Atleast HD4870 is required and along with it you need a better PSU.

Even for 1909W, you need a mid range GPU to play latest games. I have 198WFP and HD2600XT and some latest games won't run with full eye candy on.


----------



## saqib_khan (Apr 10, 2009)

@Ricky
My problem is, I dont want to buy a high end graphic card to play games, and if I just use a normal graphic card then I would not be able to play games. I know that I can play HD movies & all, but what about games. For playing game at high resolution I need a high end graphic card,

@fallin_a   
U r correct, I too liked SE198WFP as it has good looks, but what can I do if they stop selling it. It has silver color in the front & looks awesome. Any other LCD u would recommend me?


----------



## desiibond (Apr 10, 2009)

fallin_a said:


> the dell model u mentioned is not of standard resolution and the monitor luks waste for me.
> 
> there was se198wfp model frm dell, which was gr8. they stopped it n now sellin this crap.
> 
> ...



what exactly do you mean by standard resolution???

FYI, 1909W is perfect replacement for 198WFP.

stand has Tilt, Swivel, Height Adjustable, Pivot
usb hub
looks lot lot better than 198WFP.


----------



## amitash (Apr 10, 2009)

Yes you will require a high end GPU....The best i can see is the gtx260 core 216 for 12k from KMD...If you are not buying a new one, then u cant game, simple as that


----------



## desiibond (Apr 10, 2009)

^^WTH!!!

GTX260 core 16 for 12k. I just can't believe it. And what's KMD?


----------



## saqib_khan (Apr 10, 2009)

^^I think KMD is a name of a shop in Nehru place. 

@desibond
Technically , does it have good specs according to u? I m talking abt 1909W. Whats the difference between 198WFP & 1909W? I think i have to google now, but just want your opinion.
-----------------------------------------
Posted again:
-----------------------------------------
On Dell's site there r two 1909w, one is *Dell UltraSharp 1909W 19-inch Widescreen Flat Panel Monitor* and another one is *Dell E1909W 19" Widescreen Flat Panel Monitor*

So which were we talking abt here?


----------



## desiibond (Apr 10, 2009)

there is no difference at all in tech specs of these two.

1909WFP is 198wfp with black bezel, usb hub, height adjustable stand.

198WFP:

1000:1 contrast ratio
16:10 aspect ratio
1440x900 resolution
vga, dvi connectors
300 cd/m2 (typical) brightness
silver bezel

1909W:

1000:1 contrast ratio
16:10 aspect ratio
1440x900 resolution
vga, dvi connectors
300 cd/m2 (typical) brightness
-----------------------------------------
Posted again:
-----------------------------------------
there is no difference at all in tech specs of these two.

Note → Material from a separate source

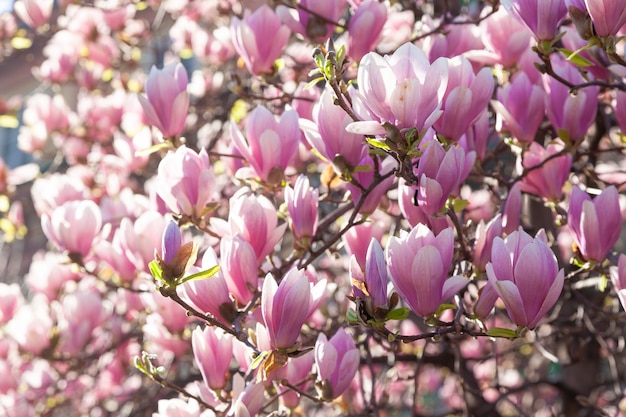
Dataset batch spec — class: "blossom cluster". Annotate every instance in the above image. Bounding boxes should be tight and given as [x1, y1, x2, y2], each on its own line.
[0, 0, 626, 417]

1909WFP is 198wfp with black bezel, usb hub, height adjustable stand.

198WFP:

1000:1 contrast ratio
16:10 aspect ratio
1440x900 resolution
vga, dvi connectors
300 cd/m2 (typical) brightness
silver bezel

1909W:

Ultrasharp model
1000:1 contrast ratio
16:10 aspect ratio
1440x900 resolution
vga, dvi connectors
300 cd/m2 (typical) brightness

If I have select between these two, I would select 1909W, thanks to USB+height adjustable stand and the new stand looks terrific!!

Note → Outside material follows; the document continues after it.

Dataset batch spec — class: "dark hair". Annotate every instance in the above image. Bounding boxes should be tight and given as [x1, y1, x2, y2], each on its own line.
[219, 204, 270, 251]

*accessories.us.dell.com/sna/products/Displays/productdetail.aspx?c=us&l=en&cs=19&sku=320-7540


----------



## comp@ddict (Apr 10, 2009)

> ^^I think KMD is a name of a shop in Nehru place.


Are you sure, very very sure?

Oh man, I'm gonna buy GTX260 tomorrow, for my new rig. Going to Nehru Place tomorrow itself.


----------



## zyberboy (Apr 10, 2009)

desiibond said:


> ^^WTH!!!
> 
> GTX260 core 16 for 12k. I just can't believe it. And what's KMD?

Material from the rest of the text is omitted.